The Inversion of Communication
Inverted Reality Constituting Communication manifests across all five dimensions. Disclosure is buried. AI systems simulate human presence. Information accuracy is sacrificed to engagement optimization. Manipulation techniques proliferate. External claims diverge from internal practice.
The cumulative effect fractures stakeholder reality at scale. Customers cannot trust they understand who they interact with. Patients cannot trust health information AI provides. Citizens cannot trust whether content is authentic or generated. The shared reality enabling social coordination degrades as deception proliferates.
The Daisy Chain Principle applies. Humans designed these deceptive systems. Humans chose to bury disclosure. Humans chose to simulate human presence. Humans chose to tolerate inaccuracy. Humans chose to employ manipulation. Those humans bear moral accountability for the fractured reality they create.
Toward Honest Communication
Aligned Reality Constituting Communication requires commitment to honesty as foundation rather than optional feature. It requires disclosure that is prominent rather than buried. It requires AI presentation honest about what AI is. It requires investment in accuracy verification. It requires rejection of manipulation techniques. It requires alignment between claims and practice.
These requirements may seem obvious, but their violation is epidemic. Organizations routinely bury disclosure, simulate human presence, tolerate inaccuracy, employ manipulation, and diverge claims from practice. They do so because honest communication often costs more than deception in the short term.
But short-term costs produce long-term damage. Stakeholders discovering deception lose trust extraordinarily difficult to rebuild. Relationships fracture when shared reality is revealed as false. The accumulated deceptions of the AI era produce a population increasingly distrusting all organizational communication.
The Integration of Domains
The previous domains examined initiative, execution, value distribution, and disorder response. Reality Constituting Communication connects to all of them. Organizations cannot move toward stakeholder need while deceiving stakeholders about what they are moving toward. They cannot execute with integrity while communicating dishonestly. They cannot distribute value fairly while obscuring how distribution works. They cannot respond to disorder effectively while creating disorder through false expectations.
Deception fractures not only the relationship dimension but all dimensions of organizational ethics. An organization that lies to stakeholders cannot claim aligned values in other domains because truthfulness is prerequisite to all of them.
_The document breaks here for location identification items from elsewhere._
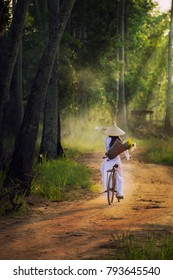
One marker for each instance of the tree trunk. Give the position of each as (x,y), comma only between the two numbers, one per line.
(167,128)
(121,115)
(9,46)
(20,170)
(50,126)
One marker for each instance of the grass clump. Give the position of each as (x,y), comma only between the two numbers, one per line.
(55,178)
(129,247)
(5,206)
(160,152)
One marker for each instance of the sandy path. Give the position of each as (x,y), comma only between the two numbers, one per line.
(80,229)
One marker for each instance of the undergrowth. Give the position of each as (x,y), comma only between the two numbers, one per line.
(55,178)
(158,151)
(128,247)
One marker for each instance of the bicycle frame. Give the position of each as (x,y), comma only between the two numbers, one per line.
(111,184)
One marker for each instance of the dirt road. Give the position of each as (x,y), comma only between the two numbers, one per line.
(80,229)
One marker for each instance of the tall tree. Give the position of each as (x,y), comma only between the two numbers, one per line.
(20,169)
(51,142)
(9,46)
(121,114)
(167,127)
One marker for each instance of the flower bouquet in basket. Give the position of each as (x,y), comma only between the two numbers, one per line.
(118,147)
(129,145)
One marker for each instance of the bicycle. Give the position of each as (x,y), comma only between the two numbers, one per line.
(111,184)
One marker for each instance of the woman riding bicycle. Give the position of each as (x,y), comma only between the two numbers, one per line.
(114,133)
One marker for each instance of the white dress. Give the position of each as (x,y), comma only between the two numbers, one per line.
(108,164)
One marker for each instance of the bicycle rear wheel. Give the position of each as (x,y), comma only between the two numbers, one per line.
(110,188)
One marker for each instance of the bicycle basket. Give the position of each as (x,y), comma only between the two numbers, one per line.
(116,149)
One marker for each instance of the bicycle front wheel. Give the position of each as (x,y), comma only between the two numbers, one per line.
(110,188)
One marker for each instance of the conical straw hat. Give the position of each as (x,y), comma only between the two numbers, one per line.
(114,130)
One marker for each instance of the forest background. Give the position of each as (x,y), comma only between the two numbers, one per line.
(71,68)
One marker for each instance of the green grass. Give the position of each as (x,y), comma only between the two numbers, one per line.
(5,206)
(129,247)
(159,151)
(55,178)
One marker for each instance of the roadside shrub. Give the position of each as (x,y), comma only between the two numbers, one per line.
(54,178)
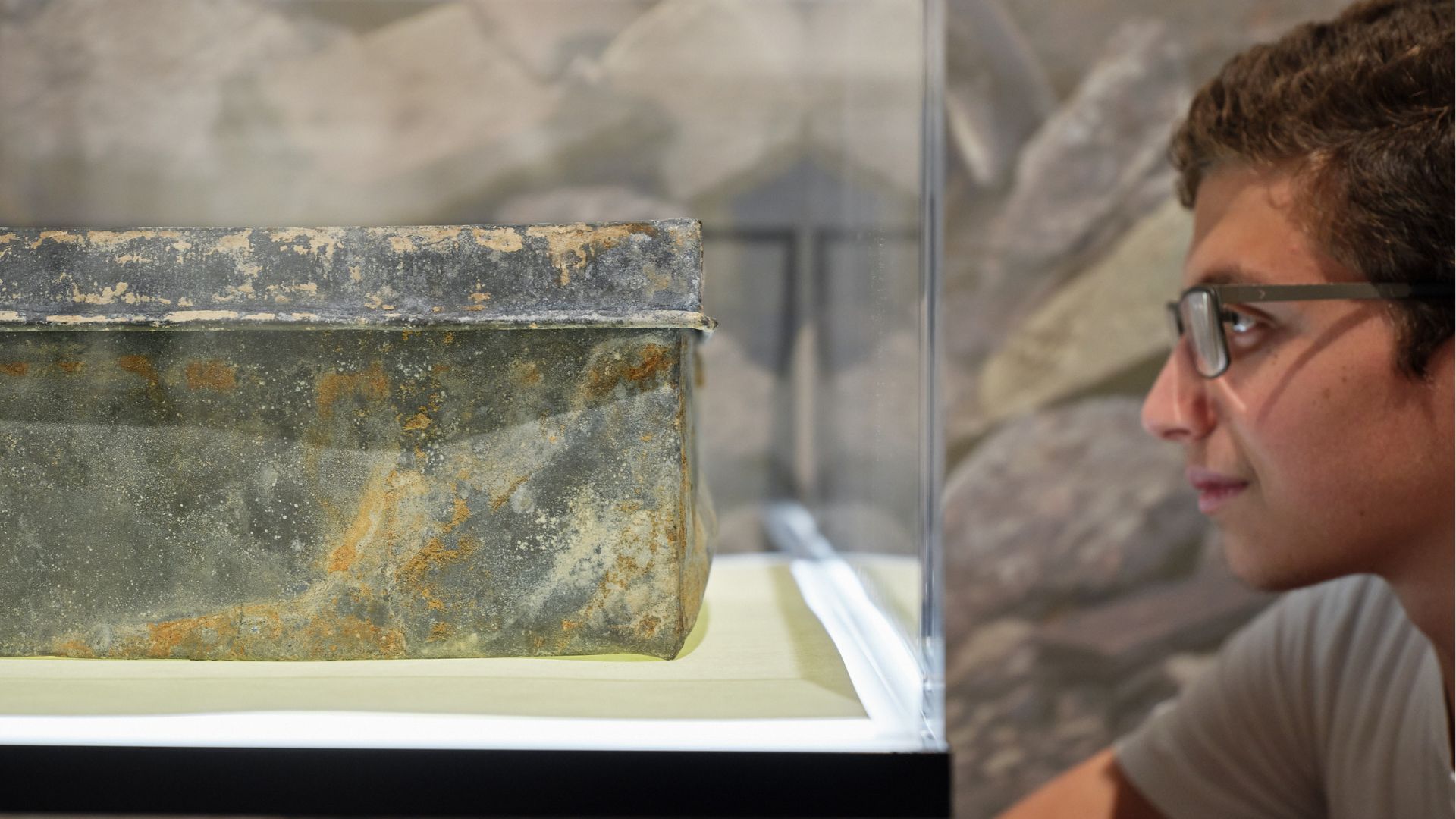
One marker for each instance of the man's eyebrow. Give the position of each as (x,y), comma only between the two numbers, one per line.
(1229,275)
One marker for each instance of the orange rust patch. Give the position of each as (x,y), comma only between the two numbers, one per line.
(372,506)
(210,375)
(462,513)
(372,385)
(654,360)
(140,366)
(500,500)
(648,626)
(431,557)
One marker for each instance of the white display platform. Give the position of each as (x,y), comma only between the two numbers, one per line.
(775,664)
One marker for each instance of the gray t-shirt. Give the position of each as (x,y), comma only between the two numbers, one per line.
(1329,704)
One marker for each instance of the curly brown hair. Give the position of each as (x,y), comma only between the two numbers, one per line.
(1359,111)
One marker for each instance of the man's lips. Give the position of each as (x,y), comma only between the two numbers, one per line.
(1213,488)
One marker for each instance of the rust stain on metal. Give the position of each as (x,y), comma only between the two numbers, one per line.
(140,366)
(653,363)
(571,246)
(372,385)
(433,556)
(501,499)
(212,375)
(504,240)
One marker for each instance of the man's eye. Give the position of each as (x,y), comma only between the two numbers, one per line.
(1241,322)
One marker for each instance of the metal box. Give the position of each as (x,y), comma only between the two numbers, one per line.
(350,442)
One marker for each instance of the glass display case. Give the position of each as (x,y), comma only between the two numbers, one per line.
(807,139)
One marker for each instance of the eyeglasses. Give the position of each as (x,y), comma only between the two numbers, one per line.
(1200,314)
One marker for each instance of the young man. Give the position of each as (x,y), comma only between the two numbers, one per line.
(1312,392)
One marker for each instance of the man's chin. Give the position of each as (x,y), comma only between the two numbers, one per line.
(1269,569)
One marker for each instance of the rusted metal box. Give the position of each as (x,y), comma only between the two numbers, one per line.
(350,442)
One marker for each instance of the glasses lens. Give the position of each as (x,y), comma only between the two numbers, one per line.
(1200,318)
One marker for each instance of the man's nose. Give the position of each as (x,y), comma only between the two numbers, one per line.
(1177,407)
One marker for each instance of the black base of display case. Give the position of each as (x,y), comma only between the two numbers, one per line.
(299,781)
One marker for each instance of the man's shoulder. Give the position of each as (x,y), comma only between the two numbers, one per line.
(1340,618)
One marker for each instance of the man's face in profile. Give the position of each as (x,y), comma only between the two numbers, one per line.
(1313,453)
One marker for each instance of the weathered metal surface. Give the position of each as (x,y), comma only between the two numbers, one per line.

The next post examines Presence Enabling Environment, exploring how AI shapes conditions for human flourishing. But environment connects to communication. The deceptive environment communicates disregard regardless of what words accompany it.
Human relationships depend on shared reality. Organizations deploying AI choose whether to constitute reality honestly or fracture it through deception. That choice shapes not only individual relationships but the social fabric within which all relationships occur.